Sunday, August 31, 2008

Religion is the Prozac of the People

The God Antidepressant

God, how I envy people who have a strong belief in God. As someone who has been prone to depression for almost my entire life, I see how the belief in God alleviates depression for others. I wish I could take this antidepressant, too. I've tried, but I've never been able to stick with it.

Twelve-step programs, which address addictions that generally arise out of depression or other emotional disturbances, understand this with their belief in a "higher power" (though they throw in there, to paraphrase, 'in whatever form you may understand it') but ultimately they're talking about "God." What they're acknowledging, in not so many words, is a rehashing of what was said by Karl Marx, that "Religion is the opiate of the people." So, if you have to have an addiction, something to which you turn to make you feel better, it might as well be God, and not Vicodins, marijuana or beer.

I take Marx's statement in a slightly different direction: while he equated religion with an "opiate" which I take to mean something which gets you high thereby giving you a temporary escape, I suggest that these days, religiosity actually acts more like an antidepressant and cures the depression, giving the believer a permanent tool with which to feel reasonably content.
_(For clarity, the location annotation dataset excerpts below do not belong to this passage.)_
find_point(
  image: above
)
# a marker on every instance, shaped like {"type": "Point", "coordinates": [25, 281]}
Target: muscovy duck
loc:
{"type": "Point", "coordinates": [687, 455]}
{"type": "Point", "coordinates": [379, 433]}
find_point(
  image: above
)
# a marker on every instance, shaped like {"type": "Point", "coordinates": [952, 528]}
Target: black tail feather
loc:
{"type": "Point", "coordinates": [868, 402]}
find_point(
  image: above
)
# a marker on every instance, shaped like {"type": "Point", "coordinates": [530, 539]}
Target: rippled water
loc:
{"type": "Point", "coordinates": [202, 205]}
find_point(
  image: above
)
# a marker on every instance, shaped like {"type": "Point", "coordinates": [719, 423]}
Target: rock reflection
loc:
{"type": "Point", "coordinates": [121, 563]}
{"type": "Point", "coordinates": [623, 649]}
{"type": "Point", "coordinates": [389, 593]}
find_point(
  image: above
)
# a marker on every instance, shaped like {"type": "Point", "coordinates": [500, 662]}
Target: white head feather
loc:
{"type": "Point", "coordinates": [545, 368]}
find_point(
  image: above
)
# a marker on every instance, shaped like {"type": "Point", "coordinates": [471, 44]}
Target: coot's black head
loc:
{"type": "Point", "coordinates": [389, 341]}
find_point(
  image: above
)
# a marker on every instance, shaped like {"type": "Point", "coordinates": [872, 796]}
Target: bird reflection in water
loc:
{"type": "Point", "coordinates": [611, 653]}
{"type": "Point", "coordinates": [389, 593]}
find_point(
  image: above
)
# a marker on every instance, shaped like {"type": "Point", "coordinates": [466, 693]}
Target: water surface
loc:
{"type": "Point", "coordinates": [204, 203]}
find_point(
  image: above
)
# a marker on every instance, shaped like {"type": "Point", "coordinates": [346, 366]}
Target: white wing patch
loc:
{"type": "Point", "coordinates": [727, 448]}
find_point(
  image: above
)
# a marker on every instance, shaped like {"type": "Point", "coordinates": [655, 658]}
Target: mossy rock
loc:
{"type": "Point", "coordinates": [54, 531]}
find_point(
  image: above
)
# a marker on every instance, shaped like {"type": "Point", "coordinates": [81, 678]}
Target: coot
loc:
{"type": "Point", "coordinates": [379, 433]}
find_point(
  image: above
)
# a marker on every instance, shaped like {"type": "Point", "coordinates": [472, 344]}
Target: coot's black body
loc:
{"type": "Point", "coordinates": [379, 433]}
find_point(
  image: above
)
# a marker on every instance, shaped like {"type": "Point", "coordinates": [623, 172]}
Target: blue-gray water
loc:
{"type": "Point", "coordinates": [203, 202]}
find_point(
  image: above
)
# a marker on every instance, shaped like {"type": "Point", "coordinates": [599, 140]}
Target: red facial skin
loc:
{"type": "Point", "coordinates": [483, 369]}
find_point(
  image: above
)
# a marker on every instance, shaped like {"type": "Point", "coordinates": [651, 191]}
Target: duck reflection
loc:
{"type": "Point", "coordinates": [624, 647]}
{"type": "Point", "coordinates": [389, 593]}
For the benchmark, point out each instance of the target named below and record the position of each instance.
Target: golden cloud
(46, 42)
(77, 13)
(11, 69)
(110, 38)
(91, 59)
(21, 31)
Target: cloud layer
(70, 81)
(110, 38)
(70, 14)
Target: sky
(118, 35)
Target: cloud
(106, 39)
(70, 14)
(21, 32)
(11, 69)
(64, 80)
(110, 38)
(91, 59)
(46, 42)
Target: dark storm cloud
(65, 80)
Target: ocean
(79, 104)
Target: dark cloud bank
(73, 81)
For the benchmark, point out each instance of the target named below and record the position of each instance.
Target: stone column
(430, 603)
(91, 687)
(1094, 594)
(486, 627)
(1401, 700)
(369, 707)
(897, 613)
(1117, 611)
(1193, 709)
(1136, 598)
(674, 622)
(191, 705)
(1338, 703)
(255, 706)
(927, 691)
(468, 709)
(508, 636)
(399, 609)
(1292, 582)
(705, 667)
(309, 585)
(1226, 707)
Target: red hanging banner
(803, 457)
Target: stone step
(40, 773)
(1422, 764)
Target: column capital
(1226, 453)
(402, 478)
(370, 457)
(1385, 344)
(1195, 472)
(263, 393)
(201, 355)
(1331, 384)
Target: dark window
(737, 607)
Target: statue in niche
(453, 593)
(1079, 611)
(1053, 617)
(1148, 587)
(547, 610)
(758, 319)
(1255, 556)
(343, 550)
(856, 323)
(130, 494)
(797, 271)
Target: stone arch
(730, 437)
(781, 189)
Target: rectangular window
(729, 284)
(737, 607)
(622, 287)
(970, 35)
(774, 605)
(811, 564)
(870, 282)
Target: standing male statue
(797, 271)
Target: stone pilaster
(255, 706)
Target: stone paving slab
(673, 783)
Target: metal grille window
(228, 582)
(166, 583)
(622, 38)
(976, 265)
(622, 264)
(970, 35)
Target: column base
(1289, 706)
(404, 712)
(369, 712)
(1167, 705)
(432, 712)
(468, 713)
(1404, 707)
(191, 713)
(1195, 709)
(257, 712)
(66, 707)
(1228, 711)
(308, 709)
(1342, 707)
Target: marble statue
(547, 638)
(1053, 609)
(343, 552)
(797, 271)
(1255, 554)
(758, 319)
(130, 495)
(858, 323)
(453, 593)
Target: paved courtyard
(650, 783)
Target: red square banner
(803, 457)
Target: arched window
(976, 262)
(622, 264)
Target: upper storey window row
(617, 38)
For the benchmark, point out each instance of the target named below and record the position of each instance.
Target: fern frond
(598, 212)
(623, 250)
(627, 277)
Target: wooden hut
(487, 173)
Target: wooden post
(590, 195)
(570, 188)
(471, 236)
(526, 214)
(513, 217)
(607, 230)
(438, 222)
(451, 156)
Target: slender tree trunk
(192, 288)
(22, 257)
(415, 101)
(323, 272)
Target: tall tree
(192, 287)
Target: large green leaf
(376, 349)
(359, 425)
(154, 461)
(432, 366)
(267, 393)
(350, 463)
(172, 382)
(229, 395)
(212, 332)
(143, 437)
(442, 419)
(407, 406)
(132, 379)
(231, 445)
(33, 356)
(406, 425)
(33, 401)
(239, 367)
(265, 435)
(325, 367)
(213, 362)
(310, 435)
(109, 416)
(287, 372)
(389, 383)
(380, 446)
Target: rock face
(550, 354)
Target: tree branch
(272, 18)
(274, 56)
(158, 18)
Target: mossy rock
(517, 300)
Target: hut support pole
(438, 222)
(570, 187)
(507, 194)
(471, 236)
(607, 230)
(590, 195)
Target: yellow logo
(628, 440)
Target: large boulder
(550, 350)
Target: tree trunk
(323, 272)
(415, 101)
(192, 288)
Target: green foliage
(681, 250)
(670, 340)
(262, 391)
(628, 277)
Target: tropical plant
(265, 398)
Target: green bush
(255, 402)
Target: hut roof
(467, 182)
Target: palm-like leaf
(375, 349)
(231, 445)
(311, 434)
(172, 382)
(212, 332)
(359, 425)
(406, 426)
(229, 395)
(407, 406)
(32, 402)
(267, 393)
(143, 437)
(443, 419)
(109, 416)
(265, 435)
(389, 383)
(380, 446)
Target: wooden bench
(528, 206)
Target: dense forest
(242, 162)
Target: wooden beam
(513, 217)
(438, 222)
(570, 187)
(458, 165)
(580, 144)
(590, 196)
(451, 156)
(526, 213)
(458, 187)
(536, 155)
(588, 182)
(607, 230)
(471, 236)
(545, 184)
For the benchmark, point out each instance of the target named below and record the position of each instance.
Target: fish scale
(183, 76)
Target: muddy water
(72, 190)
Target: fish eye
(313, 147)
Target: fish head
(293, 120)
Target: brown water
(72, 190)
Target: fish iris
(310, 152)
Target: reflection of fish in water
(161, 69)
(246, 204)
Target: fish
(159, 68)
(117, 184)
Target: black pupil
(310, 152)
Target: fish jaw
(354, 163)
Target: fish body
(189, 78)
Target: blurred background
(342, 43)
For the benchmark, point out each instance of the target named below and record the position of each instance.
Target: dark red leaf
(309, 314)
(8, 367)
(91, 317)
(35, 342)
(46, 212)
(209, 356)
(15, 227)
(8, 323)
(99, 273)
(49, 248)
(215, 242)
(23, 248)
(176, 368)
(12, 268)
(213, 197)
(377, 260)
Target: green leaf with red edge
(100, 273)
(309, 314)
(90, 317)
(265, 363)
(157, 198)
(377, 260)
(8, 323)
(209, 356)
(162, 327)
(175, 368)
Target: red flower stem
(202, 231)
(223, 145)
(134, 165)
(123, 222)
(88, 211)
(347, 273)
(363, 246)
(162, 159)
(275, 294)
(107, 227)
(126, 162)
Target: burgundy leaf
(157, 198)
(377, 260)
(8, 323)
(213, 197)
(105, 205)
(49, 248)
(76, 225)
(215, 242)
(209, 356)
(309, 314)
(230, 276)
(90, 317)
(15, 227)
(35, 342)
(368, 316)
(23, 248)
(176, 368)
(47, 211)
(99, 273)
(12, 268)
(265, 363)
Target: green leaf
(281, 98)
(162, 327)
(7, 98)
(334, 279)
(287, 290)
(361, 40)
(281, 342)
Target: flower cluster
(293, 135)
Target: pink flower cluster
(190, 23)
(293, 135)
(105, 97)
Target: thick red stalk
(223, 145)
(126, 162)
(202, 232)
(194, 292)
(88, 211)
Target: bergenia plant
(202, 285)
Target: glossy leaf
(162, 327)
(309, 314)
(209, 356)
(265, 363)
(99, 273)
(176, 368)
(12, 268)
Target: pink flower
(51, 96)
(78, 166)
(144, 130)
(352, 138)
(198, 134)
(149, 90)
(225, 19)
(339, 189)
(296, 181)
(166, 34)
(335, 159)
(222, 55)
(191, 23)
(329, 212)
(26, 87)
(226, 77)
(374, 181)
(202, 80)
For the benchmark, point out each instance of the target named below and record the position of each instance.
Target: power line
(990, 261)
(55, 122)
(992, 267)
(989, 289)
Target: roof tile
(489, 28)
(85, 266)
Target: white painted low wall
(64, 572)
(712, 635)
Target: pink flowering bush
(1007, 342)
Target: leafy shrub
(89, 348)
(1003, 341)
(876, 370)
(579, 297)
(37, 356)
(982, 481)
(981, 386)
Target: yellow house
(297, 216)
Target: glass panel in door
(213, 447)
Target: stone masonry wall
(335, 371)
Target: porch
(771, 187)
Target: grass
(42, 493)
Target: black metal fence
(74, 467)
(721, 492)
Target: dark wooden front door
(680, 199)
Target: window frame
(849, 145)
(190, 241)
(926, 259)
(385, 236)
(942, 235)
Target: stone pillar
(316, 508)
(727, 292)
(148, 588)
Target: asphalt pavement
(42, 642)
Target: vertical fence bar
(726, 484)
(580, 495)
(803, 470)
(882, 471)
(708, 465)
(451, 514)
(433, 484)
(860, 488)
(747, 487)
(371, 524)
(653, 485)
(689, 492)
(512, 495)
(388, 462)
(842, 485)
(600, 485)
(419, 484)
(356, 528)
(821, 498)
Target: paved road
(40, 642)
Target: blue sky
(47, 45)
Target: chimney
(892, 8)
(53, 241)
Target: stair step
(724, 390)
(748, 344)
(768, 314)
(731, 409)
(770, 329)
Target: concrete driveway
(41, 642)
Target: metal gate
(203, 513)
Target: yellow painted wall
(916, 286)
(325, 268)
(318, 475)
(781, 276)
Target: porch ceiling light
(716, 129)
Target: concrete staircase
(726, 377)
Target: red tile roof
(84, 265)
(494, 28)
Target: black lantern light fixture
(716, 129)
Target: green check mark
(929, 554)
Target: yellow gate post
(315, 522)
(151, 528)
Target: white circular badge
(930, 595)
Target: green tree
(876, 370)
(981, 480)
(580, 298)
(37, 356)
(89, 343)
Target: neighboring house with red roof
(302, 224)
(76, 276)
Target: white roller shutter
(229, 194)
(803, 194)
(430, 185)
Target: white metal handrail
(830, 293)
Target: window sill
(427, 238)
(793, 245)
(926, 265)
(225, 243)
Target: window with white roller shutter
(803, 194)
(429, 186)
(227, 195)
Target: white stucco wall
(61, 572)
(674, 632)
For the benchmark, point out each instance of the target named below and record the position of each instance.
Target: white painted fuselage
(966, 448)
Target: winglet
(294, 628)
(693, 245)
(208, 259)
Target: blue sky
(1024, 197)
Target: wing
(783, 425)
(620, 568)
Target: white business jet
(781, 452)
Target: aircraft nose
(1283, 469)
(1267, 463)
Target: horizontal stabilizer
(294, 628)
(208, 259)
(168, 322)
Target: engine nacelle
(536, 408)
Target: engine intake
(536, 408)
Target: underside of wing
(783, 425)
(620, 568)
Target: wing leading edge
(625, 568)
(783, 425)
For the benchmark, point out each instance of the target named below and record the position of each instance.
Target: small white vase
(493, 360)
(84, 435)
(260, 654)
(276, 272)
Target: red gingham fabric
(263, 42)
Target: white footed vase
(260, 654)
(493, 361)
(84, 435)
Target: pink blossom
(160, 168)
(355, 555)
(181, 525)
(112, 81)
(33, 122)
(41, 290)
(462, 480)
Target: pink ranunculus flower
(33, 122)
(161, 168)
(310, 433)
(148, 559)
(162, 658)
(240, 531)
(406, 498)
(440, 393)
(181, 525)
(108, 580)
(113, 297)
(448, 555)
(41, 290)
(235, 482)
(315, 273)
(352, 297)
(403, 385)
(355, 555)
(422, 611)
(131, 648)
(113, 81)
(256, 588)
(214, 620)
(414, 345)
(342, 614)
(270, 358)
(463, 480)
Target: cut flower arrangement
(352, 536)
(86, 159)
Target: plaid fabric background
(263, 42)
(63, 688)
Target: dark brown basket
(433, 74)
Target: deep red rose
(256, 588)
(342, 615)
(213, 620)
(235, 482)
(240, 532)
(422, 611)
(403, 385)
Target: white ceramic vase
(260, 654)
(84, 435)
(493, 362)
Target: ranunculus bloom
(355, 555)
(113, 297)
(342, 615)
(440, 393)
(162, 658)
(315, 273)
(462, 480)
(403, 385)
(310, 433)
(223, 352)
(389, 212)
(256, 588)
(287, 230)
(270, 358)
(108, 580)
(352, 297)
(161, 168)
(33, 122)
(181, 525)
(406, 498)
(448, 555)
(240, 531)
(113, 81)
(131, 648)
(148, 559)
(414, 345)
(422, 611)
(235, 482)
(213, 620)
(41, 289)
What blows me away is that for so many people it works. I see examples of it all the time: people who would be seriously depressed, even to the point of not functioning, if they did not have God to turn to. Life is seriously difficult for many people, and even more so for those for whom the "ordinary" problems we all have such as illness, divorce, bills to be paid, etc., are compounded by poverty, single parenthood, being a grandparent caring for young children, disabilities, incarceration, drug addiction: the list goes on from the most horrific on down to the petty frustrations of every day, such as the mail delivering something urgent a day late, job related stresses, etc.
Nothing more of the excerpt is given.